Saturday, August 27, 2005
Looking West-Southwest After Sunset
A skywatcher from Virginia asks, "How can I tell the difference between stars and planets when looking into the sky at night?" Well, we can take a few tips from our ancient astronomers.
When our ancestors looked into the skies, one thing that they noticed was that most bright objects in the sky travel in fixed positions with relation to each other, while a few bright objects did not seem to follow this pattern. The ancients took the "fixed objects" and grouped them into constellations, whose movements were so regular and reliable that these groupings helped them find their way on the ocean, on land, and even helped them predict annual events like floods and harvests.

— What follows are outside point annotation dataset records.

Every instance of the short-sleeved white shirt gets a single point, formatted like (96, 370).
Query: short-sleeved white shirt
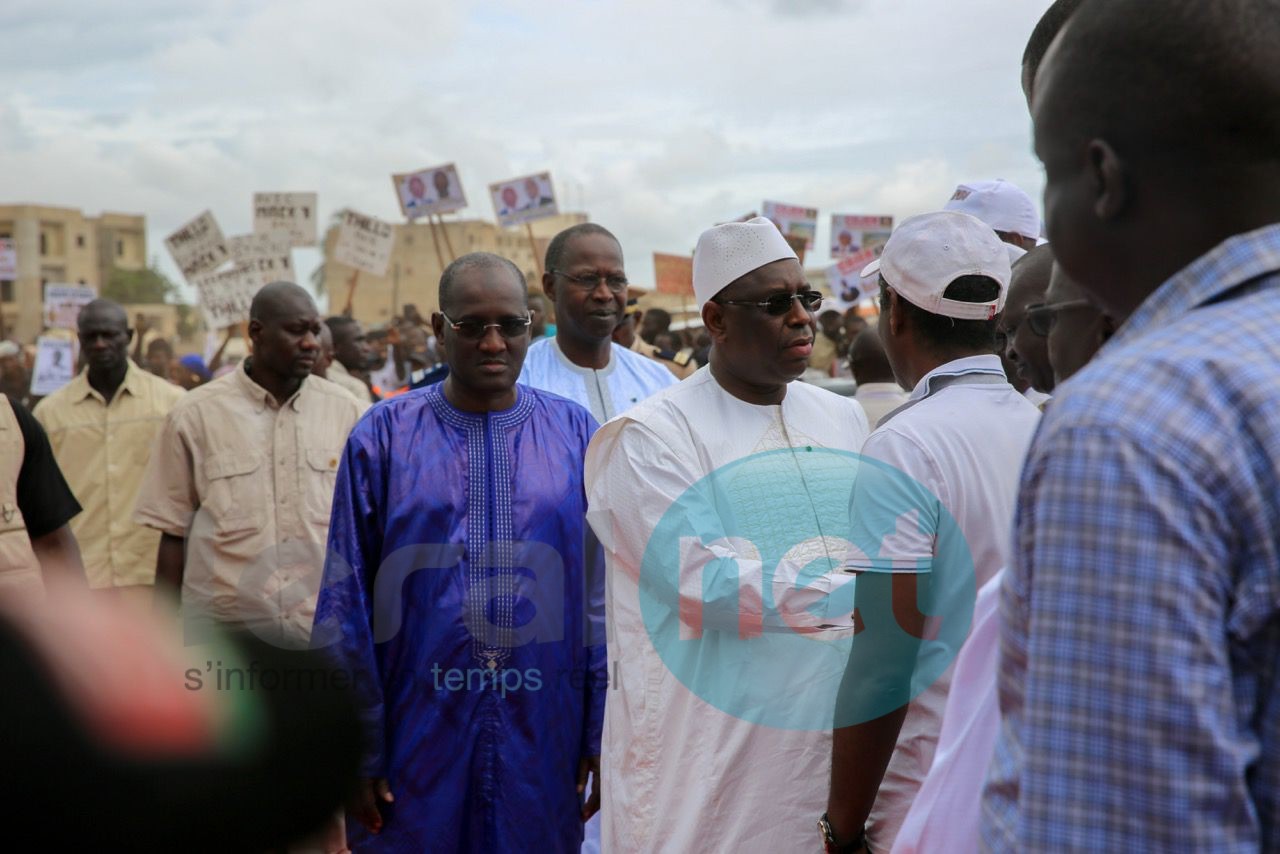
(964, 443)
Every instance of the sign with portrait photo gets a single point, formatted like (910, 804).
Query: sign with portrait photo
(429, 191)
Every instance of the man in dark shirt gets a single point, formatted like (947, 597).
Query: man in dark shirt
(45, 501)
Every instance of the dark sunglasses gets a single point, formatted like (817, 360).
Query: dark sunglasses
(780, 304)
(476, 329)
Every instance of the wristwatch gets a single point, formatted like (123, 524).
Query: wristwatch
(828, 839)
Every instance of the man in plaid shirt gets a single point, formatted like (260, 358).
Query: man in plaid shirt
(1141, 658)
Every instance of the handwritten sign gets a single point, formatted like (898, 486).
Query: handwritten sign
(268, 254)
(63, 304)
(522, 200)
(365, 242)
(673, 273)
(199, 246)
(288, 215)
(429, 191)
(794, 220)
(225, 295)
(55, 365)
(851, 233)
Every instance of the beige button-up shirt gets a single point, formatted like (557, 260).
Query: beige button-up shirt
(248, 483)
(103, 450)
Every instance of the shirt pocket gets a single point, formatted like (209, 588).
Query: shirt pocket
(319, 479)
(237, 496)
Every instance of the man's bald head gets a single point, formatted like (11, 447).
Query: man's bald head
(277, 300)
(1155, 123)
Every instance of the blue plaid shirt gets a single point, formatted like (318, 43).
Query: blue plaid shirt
(1139, 677)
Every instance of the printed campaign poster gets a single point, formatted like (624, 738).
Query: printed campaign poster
(63, 304)
(225, 295)
(268, 254)
(55, 365)
(429, 191)
(8, 259)
(845, 281)
(673, 273)
(522, 200)
(794, 220)
(851, 233)
(365, 242)
(199, 246)
(288, 215)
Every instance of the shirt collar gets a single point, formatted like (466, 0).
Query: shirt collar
(984, 364)
(261, 397)
(1230, 264)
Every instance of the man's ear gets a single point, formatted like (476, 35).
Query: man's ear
(1110, 181)
(713, 318)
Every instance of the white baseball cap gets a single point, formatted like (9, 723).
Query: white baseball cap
(728, 251)
(926, 254)
(1004, 206)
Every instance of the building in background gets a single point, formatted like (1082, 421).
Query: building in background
(62, 245)
(416, 265)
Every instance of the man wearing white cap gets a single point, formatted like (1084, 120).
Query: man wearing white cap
(717, 730)
(1010, 211)
(961, 435)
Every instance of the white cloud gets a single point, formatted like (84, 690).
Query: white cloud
(661, 118)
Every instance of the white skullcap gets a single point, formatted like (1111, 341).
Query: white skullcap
(727, 252)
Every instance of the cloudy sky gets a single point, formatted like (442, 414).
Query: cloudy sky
(658, 118)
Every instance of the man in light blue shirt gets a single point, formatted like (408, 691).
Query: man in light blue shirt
(588, 283)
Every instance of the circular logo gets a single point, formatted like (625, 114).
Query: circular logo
(807, 588)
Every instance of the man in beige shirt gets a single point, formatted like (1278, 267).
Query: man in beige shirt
(242, 476)
(101, 427)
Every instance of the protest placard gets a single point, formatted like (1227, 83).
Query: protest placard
(429, 191)
(522, 200)
(225, 295)
(288, 215)
(8, 259)
(794, 220)
(851, 233)
(844, 278)
(673, 273)
(364, 242)
(268, 254)
(199, 246)
(55, 365)
(63, 304)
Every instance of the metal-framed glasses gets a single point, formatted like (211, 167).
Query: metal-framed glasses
(1042, 316)
(592, 281)
(476, 329)
(780, 304)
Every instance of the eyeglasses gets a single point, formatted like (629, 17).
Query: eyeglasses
(592, 281)
(780, 304)
(476, 329)
(1041, 318)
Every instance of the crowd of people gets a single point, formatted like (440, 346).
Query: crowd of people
(599, 584)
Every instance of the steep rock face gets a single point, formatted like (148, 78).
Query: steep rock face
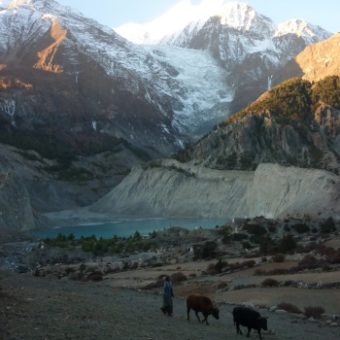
(16, 212)
(250, 47)
(290, 125)
(320, 60)
(68, 78)
(174, 189)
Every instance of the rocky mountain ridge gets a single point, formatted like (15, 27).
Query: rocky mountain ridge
(249, 46)
(170, 188)
(296, 123)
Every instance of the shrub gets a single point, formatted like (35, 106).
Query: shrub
(178, 277)
(269, 282)
(244, 286)
(290, 308)
(308, 262)
(278, 258)
(205, 251)
(328, 226)
(314, 311)
(287, 244)
(301, 228)
(255, 229)
(222, 285)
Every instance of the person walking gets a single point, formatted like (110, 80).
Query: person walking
(168, 294)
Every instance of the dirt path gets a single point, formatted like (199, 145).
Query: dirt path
(42, 308)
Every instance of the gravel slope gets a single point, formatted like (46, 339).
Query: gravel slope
(35, 308)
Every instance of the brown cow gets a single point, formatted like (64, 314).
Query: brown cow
(201, 304)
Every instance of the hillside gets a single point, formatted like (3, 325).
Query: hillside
(296, 123)
(169, 188)
(55, 309)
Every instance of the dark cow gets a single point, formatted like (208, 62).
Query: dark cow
(249, 318)
(201, 304)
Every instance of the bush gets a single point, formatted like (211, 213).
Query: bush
(290, 308)
(287, 244)
(301, 228)
(205, 251)
(328, 226)
(308, 262)
(222, 285)
(255, 229)
(314, 311)
(278, 258)
(178, 277)
(269, 282)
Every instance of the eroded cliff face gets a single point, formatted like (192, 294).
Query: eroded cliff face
(290, 125)
(320, 60)
(169, 188)
(16, 211)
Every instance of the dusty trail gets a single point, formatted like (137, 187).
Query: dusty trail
(42, 308)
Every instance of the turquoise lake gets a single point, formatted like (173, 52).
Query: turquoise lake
(126, 228)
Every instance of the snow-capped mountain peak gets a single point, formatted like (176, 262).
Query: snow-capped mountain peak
(235, 14)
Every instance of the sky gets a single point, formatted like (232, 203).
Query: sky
(114, 13)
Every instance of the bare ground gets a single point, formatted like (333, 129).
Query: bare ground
(47, 308)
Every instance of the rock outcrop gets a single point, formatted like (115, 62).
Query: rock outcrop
(296, 123)
(16, 211)
(169, 188)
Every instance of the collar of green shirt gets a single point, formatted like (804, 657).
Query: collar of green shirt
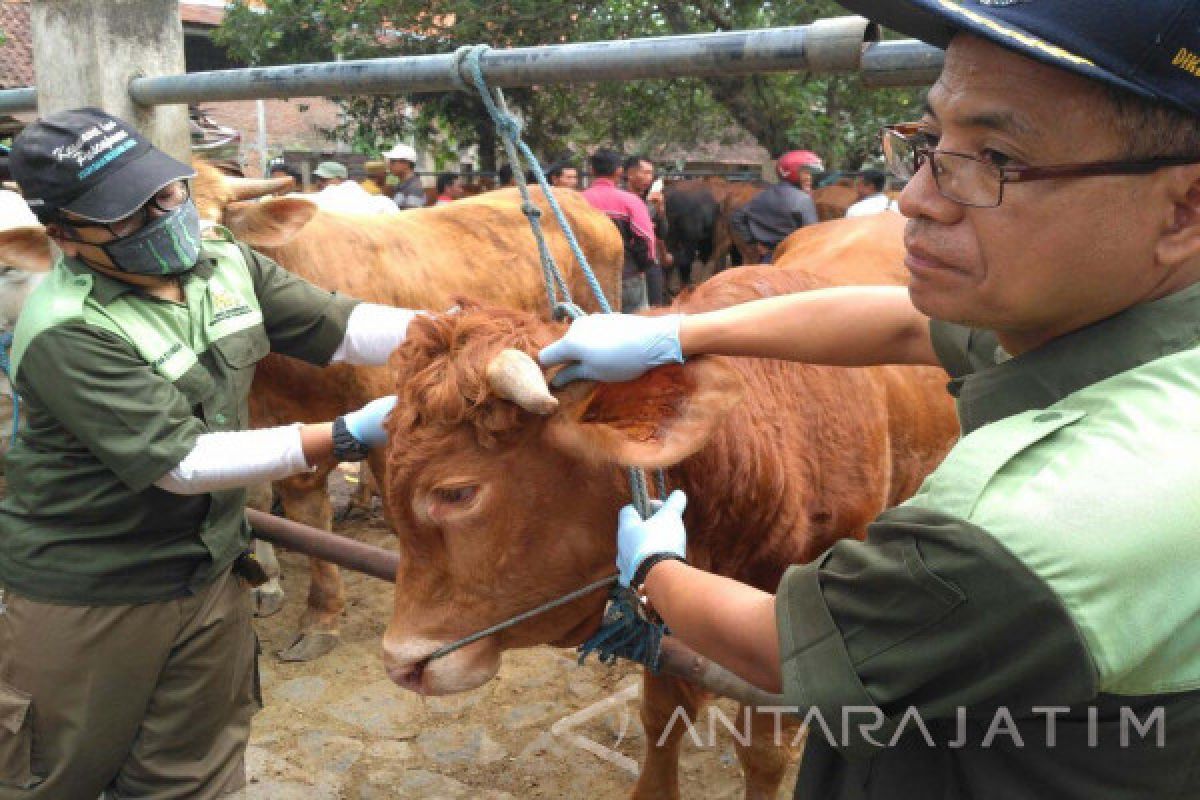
(1043, 377)
(106, 289)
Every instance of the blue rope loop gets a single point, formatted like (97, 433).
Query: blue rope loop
(6, 368)
(625, 632)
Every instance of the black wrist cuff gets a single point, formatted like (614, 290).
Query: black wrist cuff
(346, 446)
(643, 569)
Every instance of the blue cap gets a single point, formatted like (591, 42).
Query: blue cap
(1146, 47)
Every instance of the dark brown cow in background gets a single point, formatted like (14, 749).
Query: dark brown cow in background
(499, 509)
(725, 240)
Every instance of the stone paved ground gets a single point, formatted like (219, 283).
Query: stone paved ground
(339, 729)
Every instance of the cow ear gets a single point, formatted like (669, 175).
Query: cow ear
(654, 421)
(273, 222)
(27, 248)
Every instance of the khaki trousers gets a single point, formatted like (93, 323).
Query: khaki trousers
(149, 702)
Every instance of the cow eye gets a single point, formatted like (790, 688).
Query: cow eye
(455, 494)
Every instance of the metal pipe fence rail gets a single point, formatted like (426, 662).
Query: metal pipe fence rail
(841, 44)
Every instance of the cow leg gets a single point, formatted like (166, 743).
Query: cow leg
(306, 500)
(669, 707)
(768, 755)
(269, 596)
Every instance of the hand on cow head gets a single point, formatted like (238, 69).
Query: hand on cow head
(499, 509)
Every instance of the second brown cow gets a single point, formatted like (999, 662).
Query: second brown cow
(499, 509)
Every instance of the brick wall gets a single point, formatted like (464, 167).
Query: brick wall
(294, 124)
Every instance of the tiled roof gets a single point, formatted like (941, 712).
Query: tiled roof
(16, 53)
(199, 14)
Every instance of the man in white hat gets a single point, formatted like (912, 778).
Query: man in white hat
(401, 162)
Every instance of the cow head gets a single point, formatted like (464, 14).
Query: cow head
(234, 203)
(505, 495)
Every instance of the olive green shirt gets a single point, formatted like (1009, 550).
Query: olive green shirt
(1029, 624)
(82, 522)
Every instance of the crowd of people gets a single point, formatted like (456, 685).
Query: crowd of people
(627, 190)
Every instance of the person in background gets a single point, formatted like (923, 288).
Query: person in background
(127, 657)
(409, 190)
(336, 192)
(871, 199)
(376, 182)
(563, 174)
(640, 180)
(449, 188)
(279, 169)
(633, 220)
(783, 208)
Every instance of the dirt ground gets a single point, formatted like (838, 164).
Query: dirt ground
(545, 727)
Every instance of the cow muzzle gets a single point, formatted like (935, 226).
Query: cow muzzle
(408, 666)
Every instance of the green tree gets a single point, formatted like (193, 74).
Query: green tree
(834, 115)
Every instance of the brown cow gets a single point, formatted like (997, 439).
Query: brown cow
(479, 247)
(499, 509)
(425, 258)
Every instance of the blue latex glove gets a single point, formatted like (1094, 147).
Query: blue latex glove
(613, 347)
(639, 539)
(366, 423)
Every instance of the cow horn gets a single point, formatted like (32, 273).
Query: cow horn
(516, 377)
(247, 188)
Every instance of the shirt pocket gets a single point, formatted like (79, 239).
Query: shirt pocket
(17, 739)
(235, 356)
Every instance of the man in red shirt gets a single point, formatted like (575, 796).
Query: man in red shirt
(633, 218)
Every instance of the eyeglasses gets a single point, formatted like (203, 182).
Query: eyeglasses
(167, 199)
(972, 181)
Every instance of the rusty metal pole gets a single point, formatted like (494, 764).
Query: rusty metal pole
(329, 547)
(677, 660)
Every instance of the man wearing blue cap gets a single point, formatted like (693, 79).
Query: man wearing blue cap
(127, 660)
(1027, 625)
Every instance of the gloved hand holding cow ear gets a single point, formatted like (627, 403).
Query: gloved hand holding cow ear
(357, 432)
(613, 347)
(641, 543)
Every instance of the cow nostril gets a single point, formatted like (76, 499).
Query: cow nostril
(407, 675)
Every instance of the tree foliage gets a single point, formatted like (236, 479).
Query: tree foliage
(834, 115)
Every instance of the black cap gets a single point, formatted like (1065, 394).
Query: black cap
(1147, 47)
(89, 163)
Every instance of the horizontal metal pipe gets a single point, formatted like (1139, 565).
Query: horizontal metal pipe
(827, 46)
(329, 547)
(677, 659)
(905, 62)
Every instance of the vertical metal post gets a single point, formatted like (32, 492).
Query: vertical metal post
(85, 53)
(263, 156)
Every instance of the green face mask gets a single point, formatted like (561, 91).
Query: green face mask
(169, 245)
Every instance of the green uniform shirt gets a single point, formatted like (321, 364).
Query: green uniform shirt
(1027, 625)
(117, 386)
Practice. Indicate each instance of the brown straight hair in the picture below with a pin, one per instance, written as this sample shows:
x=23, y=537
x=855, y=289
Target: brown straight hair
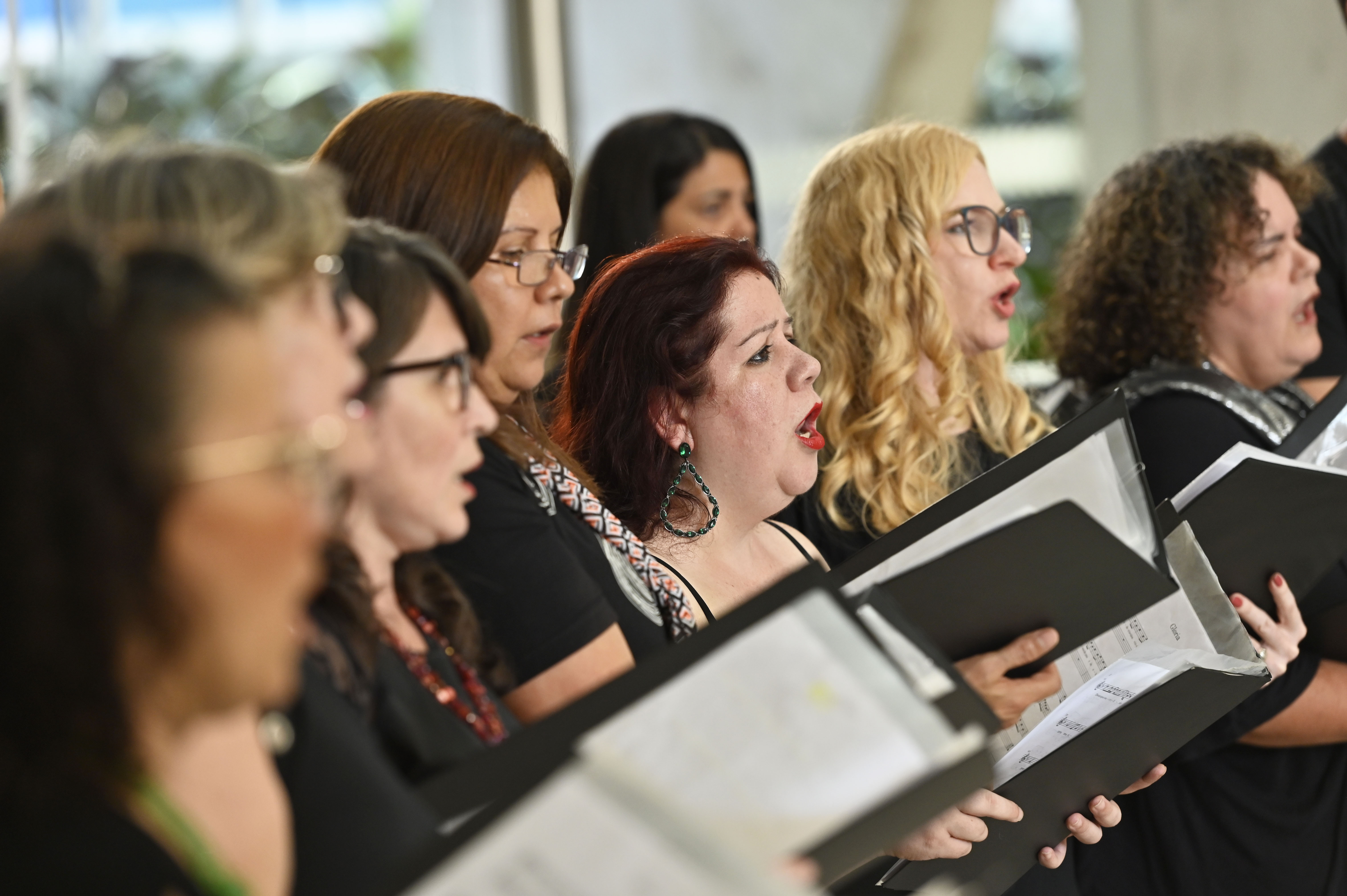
x=448, y=166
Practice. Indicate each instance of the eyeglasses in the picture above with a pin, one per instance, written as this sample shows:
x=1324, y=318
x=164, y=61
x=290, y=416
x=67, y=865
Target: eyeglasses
x=459, y=364
x=306, y=455
x=983, y=227
x=535, y=266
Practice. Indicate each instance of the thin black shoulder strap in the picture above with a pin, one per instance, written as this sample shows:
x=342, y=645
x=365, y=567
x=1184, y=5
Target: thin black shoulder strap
x=710, y=616
x=790, y=538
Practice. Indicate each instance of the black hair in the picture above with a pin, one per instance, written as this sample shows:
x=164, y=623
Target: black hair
x=636, y=170
x=392, y=273
x=91, y=370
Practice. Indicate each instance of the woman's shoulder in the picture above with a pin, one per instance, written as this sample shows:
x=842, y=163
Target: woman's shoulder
x=1181, y=434
x=115, y=855
x=801, y=544
x=813, y=522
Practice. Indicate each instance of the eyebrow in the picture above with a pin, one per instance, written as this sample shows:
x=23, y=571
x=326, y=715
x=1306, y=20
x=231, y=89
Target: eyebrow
x=766, y=328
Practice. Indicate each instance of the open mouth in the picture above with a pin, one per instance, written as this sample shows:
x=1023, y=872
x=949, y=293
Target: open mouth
x=807, y=432
x=542, y=337
x=1306, y=312
x=1004, y=301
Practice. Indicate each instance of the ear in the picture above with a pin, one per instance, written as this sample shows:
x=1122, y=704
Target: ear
x=669, y=417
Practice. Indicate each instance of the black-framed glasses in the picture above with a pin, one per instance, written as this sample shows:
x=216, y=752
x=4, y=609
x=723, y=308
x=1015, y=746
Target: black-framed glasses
x=984, y=228
x=459, y=364
x=535, y=266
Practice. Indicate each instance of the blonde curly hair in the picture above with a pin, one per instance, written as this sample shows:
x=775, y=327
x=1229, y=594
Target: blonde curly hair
x=863, y=289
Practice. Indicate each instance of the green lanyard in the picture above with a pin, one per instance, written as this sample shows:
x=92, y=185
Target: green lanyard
x=200, y=863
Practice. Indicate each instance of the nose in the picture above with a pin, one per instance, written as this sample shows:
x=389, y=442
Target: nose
x=805, y=373
x=360, y=323
x=1009, y=253
x=1310, y=261
x=557, y=287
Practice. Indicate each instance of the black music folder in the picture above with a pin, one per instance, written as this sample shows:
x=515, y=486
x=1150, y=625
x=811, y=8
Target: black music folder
x=1264, y=517
x=1092, y=461
x=1055, y=568
x=1120, y=748
x=603, y=727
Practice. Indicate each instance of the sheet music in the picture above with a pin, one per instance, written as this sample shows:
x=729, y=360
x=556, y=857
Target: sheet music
x=574, y=836
x=786, y=733
x=1088, y=475
x=1114, y=686
x=1230, y=460
x=1171, y=623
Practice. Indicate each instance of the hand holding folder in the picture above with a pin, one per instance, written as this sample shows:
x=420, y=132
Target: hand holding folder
x=787, y=728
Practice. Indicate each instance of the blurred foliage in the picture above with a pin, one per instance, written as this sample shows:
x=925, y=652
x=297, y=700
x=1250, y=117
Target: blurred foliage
x=282, y=108
x=1054, y=219
x=1019, y=90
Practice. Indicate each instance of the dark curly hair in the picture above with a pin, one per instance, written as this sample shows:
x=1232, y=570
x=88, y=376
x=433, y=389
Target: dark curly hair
x=644, y=335
x=1145, y=258
x=91, y=377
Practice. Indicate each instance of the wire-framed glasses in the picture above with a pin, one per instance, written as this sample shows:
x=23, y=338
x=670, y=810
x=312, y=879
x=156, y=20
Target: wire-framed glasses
x=304, y=455
x=455, y=373
x=983, y=227
x=535, y=266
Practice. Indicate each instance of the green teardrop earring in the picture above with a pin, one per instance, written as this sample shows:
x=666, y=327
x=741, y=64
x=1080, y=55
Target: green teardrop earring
x=685, y=452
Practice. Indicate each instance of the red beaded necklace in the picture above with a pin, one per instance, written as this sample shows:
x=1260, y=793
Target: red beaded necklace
x=482, y=716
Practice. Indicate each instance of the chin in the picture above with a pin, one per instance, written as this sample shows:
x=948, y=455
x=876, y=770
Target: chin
x=799, y=482
x=455, y=530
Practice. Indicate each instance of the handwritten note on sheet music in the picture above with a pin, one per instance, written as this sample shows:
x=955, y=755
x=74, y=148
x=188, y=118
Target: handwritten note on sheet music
x=1098, y=698
x=573, y=837
x=774, y=739
x=1172, y=623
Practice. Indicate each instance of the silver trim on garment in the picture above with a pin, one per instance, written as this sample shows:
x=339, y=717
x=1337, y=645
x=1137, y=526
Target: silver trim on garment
x=1274, y=414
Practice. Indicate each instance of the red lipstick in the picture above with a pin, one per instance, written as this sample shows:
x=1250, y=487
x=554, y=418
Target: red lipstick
x=807, y=432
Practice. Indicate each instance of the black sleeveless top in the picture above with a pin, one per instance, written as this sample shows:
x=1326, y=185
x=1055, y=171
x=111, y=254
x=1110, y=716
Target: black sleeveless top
x=1228, y=819
x=710, y=618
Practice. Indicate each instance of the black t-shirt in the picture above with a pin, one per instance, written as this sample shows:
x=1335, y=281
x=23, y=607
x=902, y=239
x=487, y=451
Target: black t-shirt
x=359, y=825
x=838, y=545
x=1325, y=231
x=422, y=736
x=84, y=847
x=542, y=581
x=1228, y=819
x=418, y=733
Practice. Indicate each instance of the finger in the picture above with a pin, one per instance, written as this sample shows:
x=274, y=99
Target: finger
x=1084, y=829
x=1288, y=610
x=968, y=828
x=1024, y=649
x=984, y=804
x=799, y=870
x=1046, y=681
x=1147, y=781
x=1053, y=856
x=1106, y=812
x=1255, y=616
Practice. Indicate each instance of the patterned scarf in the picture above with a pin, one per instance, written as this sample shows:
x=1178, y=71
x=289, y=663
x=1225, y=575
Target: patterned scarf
x=669, y=595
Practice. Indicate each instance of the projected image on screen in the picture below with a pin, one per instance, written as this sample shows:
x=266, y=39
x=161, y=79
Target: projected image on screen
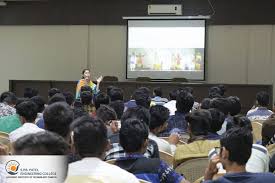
x=166, y=49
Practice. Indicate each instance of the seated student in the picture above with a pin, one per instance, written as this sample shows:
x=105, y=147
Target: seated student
x=261, y=112
x=199, y=144
x=259, y=159
x=157, y=93
x=7, y=103
x=101, y=98
x=158, y=123
x=133, y=137
x=171, y=105
x=235, y=151
x=27, y=112
x=177, y=122
x=215, y=124
x=89, y=136
x=143, y=115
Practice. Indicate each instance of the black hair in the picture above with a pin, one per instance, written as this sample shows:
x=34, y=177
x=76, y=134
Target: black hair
x=199, y=122
x=115, y=94
x=106, y=113
x=142, y=97
x=263, y=98
x=234, y=105
x=173, y=94
x=139, y=112
x=132, y=135
x=86, y=97
x=58, y=117
x=41, y=143
x=238, y=142
x=185, y=102
x=217, y=120
x=220, y=103
x=89, y=136
x=118, y=106
x=30, y=92
x=28, y=110
x=205, y=103
x=40, y=102
x=159, y=115
x=158, y=91
x=58, y=97
x=101, y=98
x=53, y=91
x=69, y=96
x=239, y=121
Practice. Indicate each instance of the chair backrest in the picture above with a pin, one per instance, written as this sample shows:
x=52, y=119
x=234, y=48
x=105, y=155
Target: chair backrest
x=110, y=78
x=168, y=158
x=193, y=169
x=257, y=131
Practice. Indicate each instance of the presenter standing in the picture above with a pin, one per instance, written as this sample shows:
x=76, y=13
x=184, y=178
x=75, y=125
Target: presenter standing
x=86, y=81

If you were to look at the sky night after night, you would notice the same thing. Stars will appear in fixed positions; think about how constellations retain their familiar shapes but still move across our sky.
Planets, on the other hand, move in much more complex paths with respect to stars. Sometimes they even appear to move backwards in our sky, in an event known as retrograde. So, it'll take a little practice -- and some patience -- but if you can track the movement of objects in the sky for several nights in a row, you will be able to tell which are stars and planets by the movements that they make relative to each other in the sky.
Another way of telling planets apart from stars is that stars appear to twinkle in the sky, and planets generally do not. And so your homework assignment for tonight is to spot the planets Venus and Jupiter and the star Spica up in the west-southwestern sky, and see if you can tell them apart just by seeing which one twinkles.
I know, I know...Venus is way easy to recognize using the chart vs. Spica, but the idea is to see what "twinkling" looks like vs. "not twinkling" so you can apply it to less obvious situations. Like perhaps the one going on in the predawn east-southeastern horizon.
See if you can tell the difference between the planet Saturn and the star Procyon, who have much more similar magnitudes than Venus and Spica. By the way, you can also find the planet Mars high up in the eas-southeast before dawn.